Our study may provide some insights into the factors affecting the duration and distribution of policy effects. The finding that PKH is unable to consistently maintain effectiveness beyond the short-term, if at all, could be explained by some reported issues in programme design and implementation (Kusuma et al. 2016). Administrative problems resulting in payment delays and missed payments altogether could partly explain the limited impact, combined with the fact that cash payments (as a proportion of household consumption) were essentially halved between 2007 and 2013, thus significantly reducing the incentive-based component of the policy. Our results also suggest that geographical factors that are inherently linked to health care supply are the primary drivers of treatment effect heterogeneity, rather than socioeconomic differences within the target population.
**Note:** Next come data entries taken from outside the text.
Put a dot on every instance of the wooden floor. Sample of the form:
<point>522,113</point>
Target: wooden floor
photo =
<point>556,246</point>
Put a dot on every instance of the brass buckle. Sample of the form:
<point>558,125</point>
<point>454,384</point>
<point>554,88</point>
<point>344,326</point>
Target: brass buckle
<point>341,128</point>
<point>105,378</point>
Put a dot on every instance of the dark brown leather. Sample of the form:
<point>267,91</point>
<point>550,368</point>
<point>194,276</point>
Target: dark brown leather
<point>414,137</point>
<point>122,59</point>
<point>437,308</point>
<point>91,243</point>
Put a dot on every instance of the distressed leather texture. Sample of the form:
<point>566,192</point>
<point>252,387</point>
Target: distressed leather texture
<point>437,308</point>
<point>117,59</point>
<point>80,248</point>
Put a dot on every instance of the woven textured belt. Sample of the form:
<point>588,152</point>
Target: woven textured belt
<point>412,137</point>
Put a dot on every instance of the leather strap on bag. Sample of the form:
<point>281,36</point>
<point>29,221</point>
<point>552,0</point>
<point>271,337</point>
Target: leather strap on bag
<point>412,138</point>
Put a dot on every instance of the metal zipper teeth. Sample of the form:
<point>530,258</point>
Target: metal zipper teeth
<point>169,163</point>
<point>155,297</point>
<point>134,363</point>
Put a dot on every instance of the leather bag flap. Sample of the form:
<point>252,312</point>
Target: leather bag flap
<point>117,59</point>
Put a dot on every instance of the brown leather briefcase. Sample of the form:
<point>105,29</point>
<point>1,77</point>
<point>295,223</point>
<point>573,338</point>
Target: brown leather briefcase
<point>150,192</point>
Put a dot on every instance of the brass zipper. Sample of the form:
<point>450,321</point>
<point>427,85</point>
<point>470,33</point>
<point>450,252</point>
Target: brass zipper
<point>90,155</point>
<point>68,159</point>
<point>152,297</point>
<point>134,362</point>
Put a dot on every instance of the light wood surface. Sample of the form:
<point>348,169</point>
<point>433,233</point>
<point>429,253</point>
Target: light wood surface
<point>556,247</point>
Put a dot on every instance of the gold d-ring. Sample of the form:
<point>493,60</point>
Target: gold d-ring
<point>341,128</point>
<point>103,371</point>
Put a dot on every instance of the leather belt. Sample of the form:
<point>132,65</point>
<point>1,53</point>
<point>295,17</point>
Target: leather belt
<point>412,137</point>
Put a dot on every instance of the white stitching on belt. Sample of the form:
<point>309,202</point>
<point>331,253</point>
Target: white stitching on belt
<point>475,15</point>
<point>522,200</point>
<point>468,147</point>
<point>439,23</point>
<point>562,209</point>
The absence of a clear wealth gradient in treatment effects supports the program’s targeting strategy of focusing on extremely poor households in supply-ready areas, as expanding to less poor populations would unlikely yield systematically greater benefits. Instead, ensuring adequate healthcare infrastructure in program areas appears crucial for maximising effectiveness among intended beneficiaries. Although PKH aims to target poor households in supply-ready areas, residual differences in health care accessibility and availability seem to contribute to varying policy impacts. It has been argued that, in addition to supply-side readiness, other contextual differences, including cultural factors and supply-side barriers, can impact programme effectiveness (Glassman et al. 2013). For example, poor quality of care, transportation costs and a lack of health knowledge or programme awareness may restrict health care use irrespective of the value of the cash payment or the availability of health facilities in the local area (Gaarder et al. 2010). These findings suggest the need to better align demand-side policies with supply-side initiatives to support policy effectiveness.